Apart from the occasional excitement about a new movie adaptation of Beowulf - each one less accurate and more cringeworthy than the last! - it's rare to find references to Anglo-Saxon literature anywhere in the mainstream media. As far as the world at large is concerned, Beowulf is the sum total of the poetry produced in these islands between the Roman occupation and the birth of Chaucer. This is sad but understandable - Anglo-Saxon poetry isn't easy - and probably something to be grateful for, when you consider how the media makes a mess of any academic subject it touches (this is why I turn off the Today programme at 8.55, before the 'turning complex subjects into nonsense' segment).
There is one exception to this news blackout of the medieval period, but you only tend to encounter it if you frequent certain Christian circles (both in the CofE and the Catholic Church). That is 'medieval spirituality'.
Now, this kind of 'medieval spirituality' includes the following:
- Julian of Norwich (that is, 'Mother Julian')
- the Cloud of Unknowing, or bits of it, anyway
- 'Celtic' artwork (it's 'Celtic' even if it's based on Anglo-Saxon designs, because the Celts are more spiritual)
It does not include the following:
- medieval Biblical translation, Biblical poetry, or scriptural art of any kind
- monastic or religious life
- medieval devotion to the Eucharist and the sacrament of confession
- the role of the Church in the political, cultural and social life of the nation
- devotion to the Virgin Mary
It does not take more than five minutes' acquaintance with English medieval literature to realise that the second list is far more representative of the spirituality of the Middle Ages than the first. If anything from the second list is mentioned, that's 'medieval' in the bad sense - when 'medieval' is synonymous with 'fascist'.
There's nothing wrong with this popular conception of 'medieval spirituality', except that it's inaccurate; academics can't insist on inserting facts into other people's spiritual lives. If people like this kind of thing, that's fine. But it does lead to a limited and decidedly soft-left-friendly view of medieval religion.
This brings me to this morning's Sunday Worship programme on Radio 4. I am fond of this programme: it is sometimes sublime (last week's edition, which interviewed serving soldiers about their faith, was excellent) and always well-meaning. This morning fell into the 'well-meaning' category. It was a celebration of environmental theology, from a gathering of 'the Alliance of Religions and Conservation', so it included pieces of music and readings from numerous religious traditions.

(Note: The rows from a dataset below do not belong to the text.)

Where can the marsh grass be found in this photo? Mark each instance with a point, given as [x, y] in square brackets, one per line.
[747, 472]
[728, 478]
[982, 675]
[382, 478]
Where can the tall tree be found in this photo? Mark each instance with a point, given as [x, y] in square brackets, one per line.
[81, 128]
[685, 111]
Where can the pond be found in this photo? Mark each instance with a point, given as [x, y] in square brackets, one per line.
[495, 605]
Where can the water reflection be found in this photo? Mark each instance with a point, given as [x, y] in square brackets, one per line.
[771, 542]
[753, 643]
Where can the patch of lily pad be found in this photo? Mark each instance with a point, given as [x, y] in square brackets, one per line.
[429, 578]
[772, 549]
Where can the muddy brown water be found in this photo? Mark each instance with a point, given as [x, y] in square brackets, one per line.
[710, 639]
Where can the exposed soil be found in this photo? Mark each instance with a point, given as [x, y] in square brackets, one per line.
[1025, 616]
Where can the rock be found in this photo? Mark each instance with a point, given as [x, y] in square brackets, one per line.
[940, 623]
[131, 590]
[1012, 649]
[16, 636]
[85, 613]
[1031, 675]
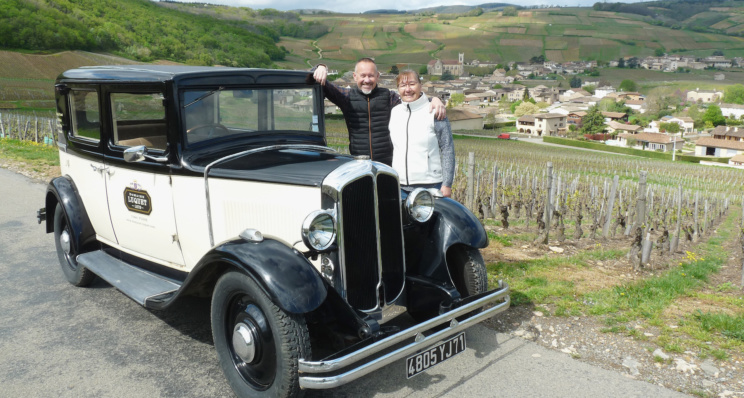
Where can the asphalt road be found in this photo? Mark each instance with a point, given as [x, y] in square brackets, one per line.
[60, 341]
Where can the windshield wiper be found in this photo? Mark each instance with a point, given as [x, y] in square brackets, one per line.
[205, 95]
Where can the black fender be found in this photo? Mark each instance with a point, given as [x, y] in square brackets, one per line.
[62, 190]
[285, 275]
[427, 244]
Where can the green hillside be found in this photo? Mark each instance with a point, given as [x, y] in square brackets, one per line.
[147, 31]
[560, 34]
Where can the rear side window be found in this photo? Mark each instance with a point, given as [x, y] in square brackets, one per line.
[139, 119]
[86, 121]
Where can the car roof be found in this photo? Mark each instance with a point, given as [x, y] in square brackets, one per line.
[163, 73]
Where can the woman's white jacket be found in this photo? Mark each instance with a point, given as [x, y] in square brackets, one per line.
[423, 151]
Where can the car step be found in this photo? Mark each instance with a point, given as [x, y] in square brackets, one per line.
[141, 286]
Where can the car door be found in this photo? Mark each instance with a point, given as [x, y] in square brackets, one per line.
[140, 194]
[82, 159]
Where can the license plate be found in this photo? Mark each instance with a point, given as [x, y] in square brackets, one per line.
[435, 355]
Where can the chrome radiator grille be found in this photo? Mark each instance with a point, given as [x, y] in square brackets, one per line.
[370, 236]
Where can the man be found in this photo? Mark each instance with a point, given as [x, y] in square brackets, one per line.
[366, 109]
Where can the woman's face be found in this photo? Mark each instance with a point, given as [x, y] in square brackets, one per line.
[409, 89]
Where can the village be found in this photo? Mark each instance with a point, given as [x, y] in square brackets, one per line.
[476, 101]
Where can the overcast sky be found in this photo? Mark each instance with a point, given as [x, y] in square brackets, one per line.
[361, 6]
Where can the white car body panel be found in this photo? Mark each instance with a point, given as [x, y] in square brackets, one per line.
[91, 186]
[152, 233]
[275, 210]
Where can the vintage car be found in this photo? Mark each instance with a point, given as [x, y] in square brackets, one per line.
[217, 182]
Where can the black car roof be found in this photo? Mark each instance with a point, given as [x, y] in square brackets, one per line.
[192, 74]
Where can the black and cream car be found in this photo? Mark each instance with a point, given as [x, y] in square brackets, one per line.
[217, 182]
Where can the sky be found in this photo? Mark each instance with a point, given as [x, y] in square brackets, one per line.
[348, 6]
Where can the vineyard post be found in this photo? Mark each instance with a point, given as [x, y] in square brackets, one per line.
[641, 204]
[613, 192]
[548, 207]
[695, 231]
[493, 188]
[675, 240]
[471, 177]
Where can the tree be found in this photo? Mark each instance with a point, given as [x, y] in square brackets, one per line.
[526, 108]
[734, 94]
[628, 85]
[671, 127]
[593, 122]
[713, 116]
[456, 99]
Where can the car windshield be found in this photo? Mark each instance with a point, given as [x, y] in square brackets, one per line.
[226, 112]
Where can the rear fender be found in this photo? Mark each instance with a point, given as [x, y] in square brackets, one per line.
[62, 190]
[285, 275]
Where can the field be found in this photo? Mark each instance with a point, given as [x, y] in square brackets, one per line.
[566, 34]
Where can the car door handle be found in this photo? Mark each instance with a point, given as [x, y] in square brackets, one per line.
[102, 169]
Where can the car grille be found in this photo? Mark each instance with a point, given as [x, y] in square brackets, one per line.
[371, 238]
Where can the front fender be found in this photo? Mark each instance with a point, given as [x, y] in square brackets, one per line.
[427, 244]
[287, 277]
[63, 191]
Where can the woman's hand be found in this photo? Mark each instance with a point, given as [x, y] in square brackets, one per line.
[320, 74]
[437, 106]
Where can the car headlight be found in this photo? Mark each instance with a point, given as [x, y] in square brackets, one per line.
[319, 230]
[420, 205]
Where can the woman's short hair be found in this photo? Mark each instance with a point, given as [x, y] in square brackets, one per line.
[407, 74]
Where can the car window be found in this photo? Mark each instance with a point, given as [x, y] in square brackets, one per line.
[224, 112]
[85, 113]
[139, 119]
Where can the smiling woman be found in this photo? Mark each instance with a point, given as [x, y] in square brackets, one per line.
[423, 151]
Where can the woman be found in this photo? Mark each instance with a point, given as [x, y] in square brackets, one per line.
[423, 151]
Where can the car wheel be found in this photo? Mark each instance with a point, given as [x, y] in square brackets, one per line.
[468, 271]
[67, 252]
[258, 344]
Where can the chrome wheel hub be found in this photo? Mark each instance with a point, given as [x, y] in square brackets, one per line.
[64, 241]
[244, 342]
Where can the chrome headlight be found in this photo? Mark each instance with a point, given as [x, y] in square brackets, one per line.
[420, 205]
[319, 230]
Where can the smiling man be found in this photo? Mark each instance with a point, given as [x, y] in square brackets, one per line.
[366, 109]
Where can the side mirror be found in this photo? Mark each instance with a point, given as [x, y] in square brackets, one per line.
[139, 153]
[135, 154]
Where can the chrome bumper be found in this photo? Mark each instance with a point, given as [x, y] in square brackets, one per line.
[312, 372]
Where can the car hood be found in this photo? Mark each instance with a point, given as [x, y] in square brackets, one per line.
[283, 166]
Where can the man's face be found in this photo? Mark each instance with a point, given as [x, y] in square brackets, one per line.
[365, 74]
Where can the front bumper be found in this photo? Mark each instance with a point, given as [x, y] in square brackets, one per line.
[339, 371]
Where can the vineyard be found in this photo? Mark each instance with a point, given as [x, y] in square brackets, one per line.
[551, 196]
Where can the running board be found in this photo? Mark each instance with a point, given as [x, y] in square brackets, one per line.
[141, 286]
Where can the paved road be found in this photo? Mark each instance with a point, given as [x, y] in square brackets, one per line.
[60, 341]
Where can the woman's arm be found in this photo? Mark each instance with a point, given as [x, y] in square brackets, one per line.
[447, 150]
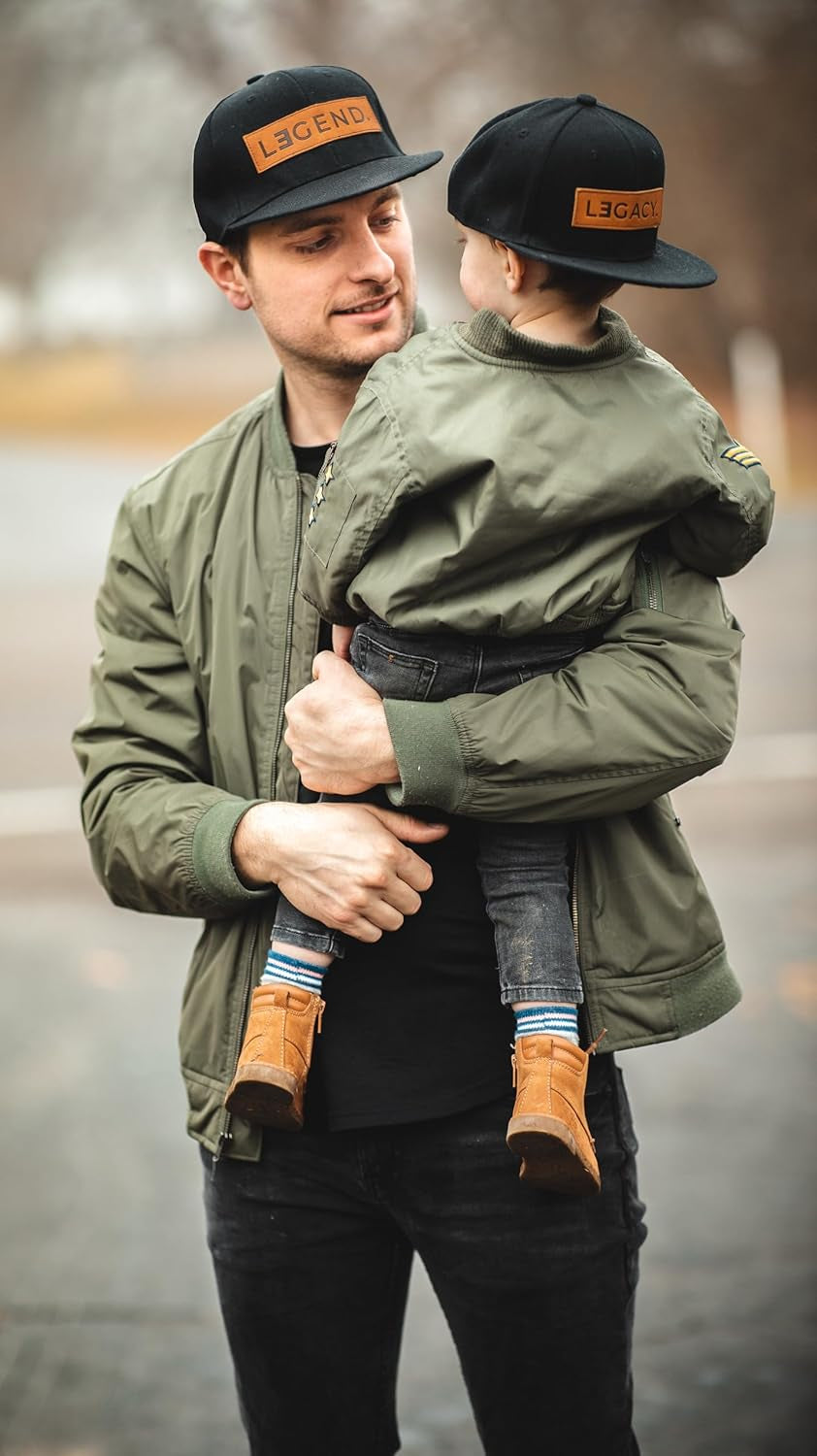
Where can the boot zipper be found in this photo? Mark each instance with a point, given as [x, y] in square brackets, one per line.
[574, 905]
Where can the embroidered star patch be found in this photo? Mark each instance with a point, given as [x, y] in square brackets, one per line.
[323, 480]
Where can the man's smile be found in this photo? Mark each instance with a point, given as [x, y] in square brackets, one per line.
[370, 305]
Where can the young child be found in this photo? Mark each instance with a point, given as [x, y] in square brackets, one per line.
[478, 521]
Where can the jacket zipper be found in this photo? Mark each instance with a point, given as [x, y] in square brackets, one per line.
[224, 1135]
[650, 579]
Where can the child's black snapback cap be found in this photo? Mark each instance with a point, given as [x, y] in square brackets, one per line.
[293, 140]
[572, 182]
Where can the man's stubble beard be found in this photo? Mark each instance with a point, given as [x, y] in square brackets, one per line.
[345, 366]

One of these was from the Anglo-Saxon poem 'The Dream of the Rood'. Now, whoever arranged the programme was obviously keen to present the various readings in some kind of appropriate cultural context. An Indian story was chanted, in the original language, to the background of drums; an Arabic story was read in Persian and English at the same time; Psalm 148 was sung in Hebrew.

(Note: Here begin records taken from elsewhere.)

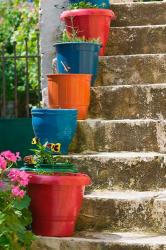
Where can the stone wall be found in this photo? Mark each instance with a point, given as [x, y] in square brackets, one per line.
[50, 29]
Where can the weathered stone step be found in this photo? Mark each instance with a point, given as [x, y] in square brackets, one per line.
[142, 13]
[120, 135]
[137, 40]
[133, 69]
[128, 102]
[103, 241]
[123, 211]
[124, 170]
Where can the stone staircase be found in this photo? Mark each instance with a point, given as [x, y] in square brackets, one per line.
[122, 145]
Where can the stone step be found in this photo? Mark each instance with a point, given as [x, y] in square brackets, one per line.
[142, 13]
[124, 170]
[103, 241]
[128, 102]
[137, 40]
[133, 69]
[120, 135]
[123, 211]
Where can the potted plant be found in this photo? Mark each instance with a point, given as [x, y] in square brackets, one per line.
[55, 125]
[60, 193]
[77, 55]
[14, 202]
[90, 23]
[70, 91]
[103, 4]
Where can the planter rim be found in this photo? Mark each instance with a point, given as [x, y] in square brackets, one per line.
[53, 111]
[67, 75]
[68, 179]
[88, 12]
[76, 43]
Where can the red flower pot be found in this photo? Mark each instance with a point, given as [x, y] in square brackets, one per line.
[55, 202]
[89, 23]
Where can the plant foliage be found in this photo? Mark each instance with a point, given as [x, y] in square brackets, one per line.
[14, 202]
[18, 22]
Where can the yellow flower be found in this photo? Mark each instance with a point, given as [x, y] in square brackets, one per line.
[35, 140]
[56, 147]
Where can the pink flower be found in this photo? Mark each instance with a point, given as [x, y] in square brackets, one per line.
[1, 184]
[3, 163]
[19, 176]
[17, 192]
[8, 155]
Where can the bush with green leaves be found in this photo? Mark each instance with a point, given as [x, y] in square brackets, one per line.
[14, 214]
[18, 22]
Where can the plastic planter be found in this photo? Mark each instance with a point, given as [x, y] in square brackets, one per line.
[70, 91]
[60, 167]
[55, 126]
[104, 4]
[56, 202]
[77, 58]
[89, 23]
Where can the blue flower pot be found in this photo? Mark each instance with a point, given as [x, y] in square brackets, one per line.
[55, 126]
[77, 58]
[103, 4]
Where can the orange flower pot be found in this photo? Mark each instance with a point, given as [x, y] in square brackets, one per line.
[70, 91]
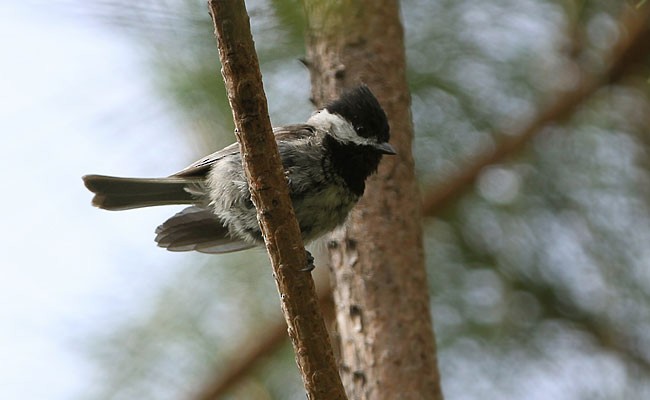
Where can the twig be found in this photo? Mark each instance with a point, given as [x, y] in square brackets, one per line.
[269, 193]
[632, 44]
[275, 335]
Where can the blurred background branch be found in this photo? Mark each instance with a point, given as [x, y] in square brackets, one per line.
[539, 271]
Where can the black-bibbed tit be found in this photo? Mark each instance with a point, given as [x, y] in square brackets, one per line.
[326, 161]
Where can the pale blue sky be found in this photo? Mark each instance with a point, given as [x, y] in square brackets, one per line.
[73, 101]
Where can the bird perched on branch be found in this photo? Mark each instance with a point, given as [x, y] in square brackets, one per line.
[326, 161]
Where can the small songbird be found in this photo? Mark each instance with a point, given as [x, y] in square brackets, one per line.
[326, 161]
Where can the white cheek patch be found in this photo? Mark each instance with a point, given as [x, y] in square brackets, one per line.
[339, 128]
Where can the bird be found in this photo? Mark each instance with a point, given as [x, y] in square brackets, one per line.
[326, 162]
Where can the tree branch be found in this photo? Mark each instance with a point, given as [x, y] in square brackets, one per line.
[621, 56]
[624, 55]
[270, 194]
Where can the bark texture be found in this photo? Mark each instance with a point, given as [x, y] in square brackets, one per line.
[269, 192]
[380, 287]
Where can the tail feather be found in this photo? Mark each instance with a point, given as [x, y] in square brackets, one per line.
[198, 229]
[114, 193]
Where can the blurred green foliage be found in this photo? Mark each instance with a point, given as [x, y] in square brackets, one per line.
[539, 275]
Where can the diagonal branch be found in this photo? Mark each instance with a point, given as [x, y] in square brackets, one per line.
[624, 56]
[270, 194]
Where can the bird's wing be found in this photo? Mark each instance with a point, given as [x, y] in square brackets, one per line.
[202, 166]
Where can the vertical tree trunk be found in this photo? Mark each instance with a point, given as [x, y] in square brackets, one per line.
[380, 287]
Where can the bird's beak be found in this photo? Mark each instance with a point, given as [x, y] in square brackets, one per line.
[384, 148]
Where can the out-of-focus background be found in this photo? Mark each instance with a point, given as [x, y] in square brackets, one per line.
[539, 273]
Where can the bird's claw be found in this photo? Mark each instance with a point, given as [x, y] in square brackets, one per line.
[310, 262]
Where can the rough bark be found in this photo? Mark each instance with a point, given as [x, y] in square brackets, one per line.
[380, 288]
[269, 192]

'The Dream of the Rood' was sung, in a free modern English translation, in the manner of an African spiritual.
See the difference? I want to emphasise that I don't have a problem with this as an idea. It was sung well, and it's nice to hear anyone making use of 'The Dream of the Rood' in a creative way! But the treatment of this poem, as against the other texts used, was striking. The Indian, Arabic and Jewish texts were recognised as coming from distinctive cultural traditions which were preserved in the way they were performed. Anglo-Saxon England? Nowhere to be heard. The other texts were read in their original languages; not a word of the Old English poem was presented. I find it hard to believe that Old English is any more or less accessible to hear than Hebrew or Persian for the average listener.
Would it have killed them to find a vaguely medieval-sounding harp, or something?
I'm sure this bizarre act of cultural appropriation was not intentional. It's an example of our society's ignorance about medieval culture. The same ignorance is at the root of the 'medieval spirituality' industry, which cherry-picks acceptably vague bits and pieces of medieval religion (not the gory bits, just the bits where 'all will be well', and somehow there are hazelnuts involved), packages them up, and sells them on prayer-cards in the backs of churches. It's also a form of cultural cringe, which sees Anglo-Saxon and later medieval England as dark and primitive and not exotic enough. Even when you're using an Anglo-Saxon poem for your diverse and multicultural radio programme, it's not worth trying to convey a sense of Anglo-Saxon context for the words (which is very specific and important for the DOTR, as it happens). Medieval is not one of the cultures in 'multicultural'.